Martin Ebourne wrote:
On Sat, 2006-12-09 at 16:43 +0200, Yossi Kreinin wrote:

P.P.P.S. why is tcsh located in different places in SuSE and RHEL? I'm not saying that one of the locations is right, just that, um, I don't /understand/ the person that saw the stupid program located in some stupid place and said "hmmm, I know a MUCH BETTER place!". What makes a human move a shell?


P.P.P.P.S. Why are you using tcsh anyway? With a choice of perfectly
usable (if not, unfortunately, actually perfect) shells such as zsh or
bash, there's no excuse for using a csh derivative. Heck, there's even
ksh-93 if you're really keen.

I use tcsh because other people use it for writing scripts I have to run. Those people use tcsh to write these scripts because these scripts set environment variables, so you must source them, not execute in a sub-shell, and people use tcsh as the interactive shell because that's the default system configuration around here, and so they source scripts from tcsh, so there you are.

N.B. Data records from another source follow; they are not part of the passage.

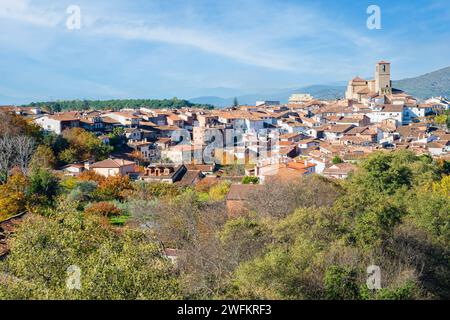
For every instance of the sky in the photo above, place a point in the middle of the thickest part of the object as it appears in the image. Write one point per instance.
(189, 48)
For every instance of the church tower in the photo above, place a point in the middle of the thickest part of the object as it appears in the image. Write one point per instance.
(383, 78)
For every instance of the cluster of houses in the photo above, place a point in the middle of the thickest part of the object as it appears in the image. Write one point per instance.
(272, 140)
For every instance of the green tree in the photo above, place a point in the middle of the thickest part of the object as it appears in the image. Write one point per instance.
(341, 283)
(250, 180)
(113, 265)
(337, 160)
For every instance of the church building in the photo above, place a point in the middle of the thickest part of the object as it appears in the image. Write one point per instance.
(359, 89)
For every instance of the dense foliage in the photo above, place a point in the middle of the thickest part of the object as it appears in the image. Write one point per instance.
(57, 106)
(310, 238)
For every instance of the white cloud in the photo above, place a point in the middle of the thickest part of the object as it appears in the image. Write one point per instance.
(21, 10)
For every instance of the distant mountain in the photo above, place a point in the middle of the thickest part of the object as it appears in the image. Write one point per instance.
(318, 91)
(436, 83)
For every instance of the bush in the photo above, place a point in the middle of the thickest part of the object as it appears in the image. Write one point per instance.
(103, 209)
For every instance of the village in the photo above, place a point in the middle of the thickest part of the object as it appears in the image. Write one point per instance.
(268, 139)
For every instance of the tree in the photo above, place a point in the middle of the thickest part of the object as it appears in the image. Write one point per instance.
(83, 145)
(24, 147)
(69, 155)
(235, 102)
(13, 196)
(341, 283)
(103, 209)
(7, 155)
(126, 265)
(337, 160)
(43, 157)
(250, 180)
(44, 186)
(114, 188)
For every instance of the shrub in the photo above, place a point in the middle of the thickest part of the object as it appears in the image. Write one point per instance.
(103, 209)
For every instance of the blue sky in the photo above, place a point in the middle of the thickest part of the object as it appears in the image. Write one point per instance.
(182, 48)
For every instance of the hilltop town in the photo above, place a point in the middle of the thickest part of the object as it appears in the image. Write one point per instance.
(266, 201)
(301, 137)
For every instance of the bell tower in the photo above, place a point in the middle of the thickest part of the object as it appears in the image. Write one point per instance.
(383, 78)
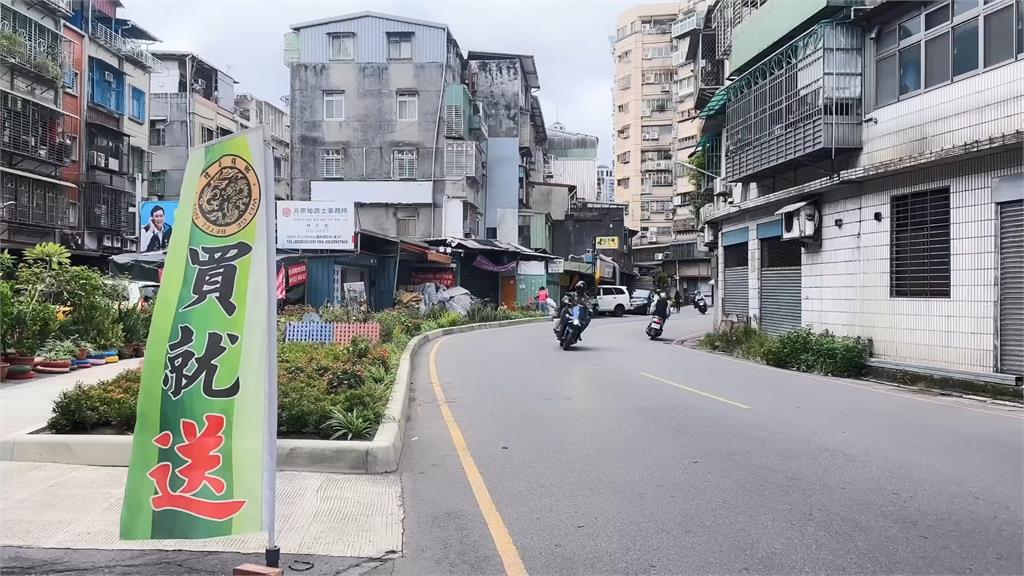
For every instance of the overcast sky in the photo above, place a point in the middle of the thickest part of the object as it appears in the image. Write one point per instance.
(568, 38)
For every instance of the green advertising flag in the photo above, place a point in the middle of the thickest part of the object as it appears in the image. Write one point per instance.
(203, 451)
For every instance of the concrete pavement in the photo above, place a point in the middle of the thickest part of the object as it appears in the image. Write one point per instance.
(627, 456)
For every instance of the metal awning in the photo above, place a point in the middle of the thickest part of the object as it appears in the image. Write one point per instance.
(717, 104)
(37, 176)
(792, 207)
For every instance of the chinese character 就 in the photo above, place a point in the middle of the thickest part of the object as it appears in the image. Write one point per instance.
(177, 377)
(216, 273)
(200, 452)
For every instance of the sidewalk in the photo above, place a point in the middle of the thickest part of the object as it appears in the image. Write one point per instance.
(26, 405)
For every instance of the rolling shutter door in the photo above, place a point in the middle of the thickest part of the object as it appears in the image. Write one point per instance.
(780, 286)
(737, 294)
(1012, 287)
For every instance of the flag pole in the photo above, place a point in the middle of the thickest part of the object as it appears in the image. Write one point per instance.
(272, 553)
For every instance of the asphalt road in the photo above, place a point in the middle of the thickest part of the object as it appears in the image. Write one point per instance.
(704, 465)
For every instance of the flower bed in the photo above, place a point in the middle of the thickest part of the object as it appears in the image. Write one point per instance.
(328, 392)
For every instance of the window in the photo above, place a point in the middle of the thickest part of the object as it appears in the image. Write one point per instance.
(158, 132)
(966, 48)
(331, 162)
(999, 36)
(403, 164)
(342, 46)
(71, 81)
(407, 106)
(909, 70)
(399, 46)
(334, 106)
(937, 16)
(886, 88)
(919, 251)
(407, 227)
(137, 112)
(962, 6)
(937, 59)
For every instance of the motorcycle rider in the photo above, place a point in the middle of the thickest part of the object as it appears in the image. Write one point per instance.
(577, 296)
(662, 306)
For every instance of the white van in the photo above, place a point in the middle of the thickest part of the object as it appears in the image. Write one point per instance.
(612, 299)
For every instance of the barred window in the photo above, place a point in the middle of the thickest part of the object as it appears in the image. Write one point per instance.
(919, 248)
(331, 162)
(403, 164)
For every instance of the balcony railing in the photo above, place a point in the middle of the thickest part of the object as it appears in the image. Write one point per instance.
(108, 208)
(31, 44)
(37, 202)
(125, 46)
(32, 129)
(688, 23)
(801, 101)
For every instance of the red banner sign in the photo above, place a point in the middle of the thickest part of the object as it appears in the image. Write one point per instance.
(443, 277)
(297, 274)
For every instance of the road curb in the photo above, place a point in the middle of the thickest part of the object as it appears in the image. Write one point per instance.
(379, 455)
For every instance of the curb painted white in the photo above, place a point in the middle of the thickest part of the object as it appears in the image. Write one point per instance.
(377, 456)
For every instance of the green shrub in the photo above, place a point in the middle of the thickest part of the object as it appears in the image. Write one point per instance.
(820, 353)
(104, 404)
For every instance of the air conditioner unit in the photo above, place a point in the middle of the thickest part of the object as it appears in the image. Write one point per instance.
(800, 220)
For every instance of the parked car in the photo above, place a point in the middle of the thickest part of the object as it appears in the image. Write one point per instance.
(640, 300)
(612, 299)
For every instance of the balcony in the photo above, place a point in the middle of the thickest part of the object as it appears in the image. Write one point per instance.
(689, 23)
(798, 106)
(124, 46)
(61, 7)
(34, 130)
(39, 201)
(110, 209)
(31, 45)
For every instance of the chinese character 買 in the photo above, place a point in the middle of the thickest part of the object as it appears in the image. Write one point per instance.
(200, 453)
(216, 273)
(180, 356)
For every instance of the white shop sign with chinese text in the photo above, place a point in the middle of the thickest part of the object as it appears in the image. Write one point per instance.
(321, 225)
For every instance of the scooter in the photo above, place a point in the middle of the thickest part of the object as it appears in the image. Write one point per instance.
(573, 323)
(700, 303)
(655, 327)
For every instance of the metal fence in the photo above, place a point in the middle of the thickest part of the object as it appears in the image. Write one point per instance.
(804, 98)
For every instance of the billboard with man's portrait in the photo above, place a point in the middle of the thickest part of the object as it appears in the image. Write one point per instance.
(157, 223)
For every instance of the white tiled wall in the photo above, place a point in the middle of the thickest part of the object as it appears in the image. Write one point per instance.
(846, 282)
(974, 109)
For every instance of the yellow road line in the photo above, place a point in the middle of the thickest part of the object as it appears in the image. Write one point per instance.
(694, 391)
(499, 533)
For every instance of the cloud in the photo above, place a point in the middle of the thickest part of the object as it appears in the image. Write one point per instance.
(568, 39)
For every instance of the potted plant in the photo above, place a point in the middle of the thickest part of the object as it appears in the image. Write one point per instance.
(56, 357)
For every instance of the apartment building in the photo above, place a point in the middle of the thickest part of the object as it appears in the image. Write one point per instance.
(193, 104)
(871, 175)
(572, 160)
(36, 138)
(644, 118)
(605, 183)
(252, 111)
(382, 117)
(75, 146)
(517, 165)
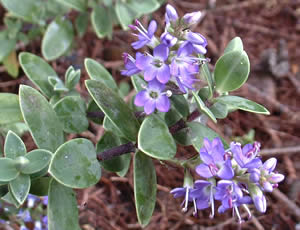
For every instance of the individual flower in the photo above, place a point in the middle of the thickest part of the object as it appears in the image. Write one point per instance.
(145, 37)
(231, 196)
(246, 157)
(265, 177)
(153, 98)
(130, 66)
(171, 15)
(215, 161)
(203, 192)
(155, 66)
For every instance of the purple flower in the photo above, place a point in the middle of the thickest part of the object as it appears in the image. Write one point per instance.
(145, 37)
(203, 192)
(153, 97)
(192, 18)
(155, 66)
(265, 177)
(168, 39)
(171, 14)
(231, 196)
(246, 157)
(130, 66)
(215, 161)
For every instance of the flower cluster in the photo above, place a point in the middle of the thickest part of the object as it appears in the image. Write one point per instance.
(175, 58)
(235, 177)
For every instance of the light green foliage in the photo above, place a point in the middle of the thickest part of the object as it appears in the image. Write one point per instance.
(144, 187)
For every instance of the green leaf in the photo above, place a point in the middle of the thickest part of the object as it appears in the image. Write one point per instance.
(8, 171)
(40, 186)
(144, 7)
(75, 165)
(96, 71)
(11, 64)
(41, 119)
(102, 22)
(125, 14)
(38, 160)
(14, 146)
(10, 109)
(29, 10)
(62, 208)
(81, 23)
(144, 187)
(71, 112)
(38, 71)
(75, 4)
(232, 70)
(155, 139)
(114, 108)
(198, 132)
(202, 107)
(58, 39)
(116, 164)
(243, 104)
(19, 187)
(219, 110)
(235, 44)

Why am I using English? Because that's what a lot of people use. There are languages out there which are simpler/shorter/more convenient for me personally, but that doesn't matter. What matters is that you use it, so I have to use it too.

If I could choose, I wouldn't use Linux at all.


As to the location, maybe someone didn't see where it was and decide on
a better place. Maybe two people independently wondered where to put it
and came up with different solutions.

Of course, one of them therefore must be wrong, and since the shell
should always be in /bin it should be obvious who was the dunce.

All is well as long as one uses #!/bin/env tcsh in all scripts (the forked kind, not the sourced kind). Which is not always the case.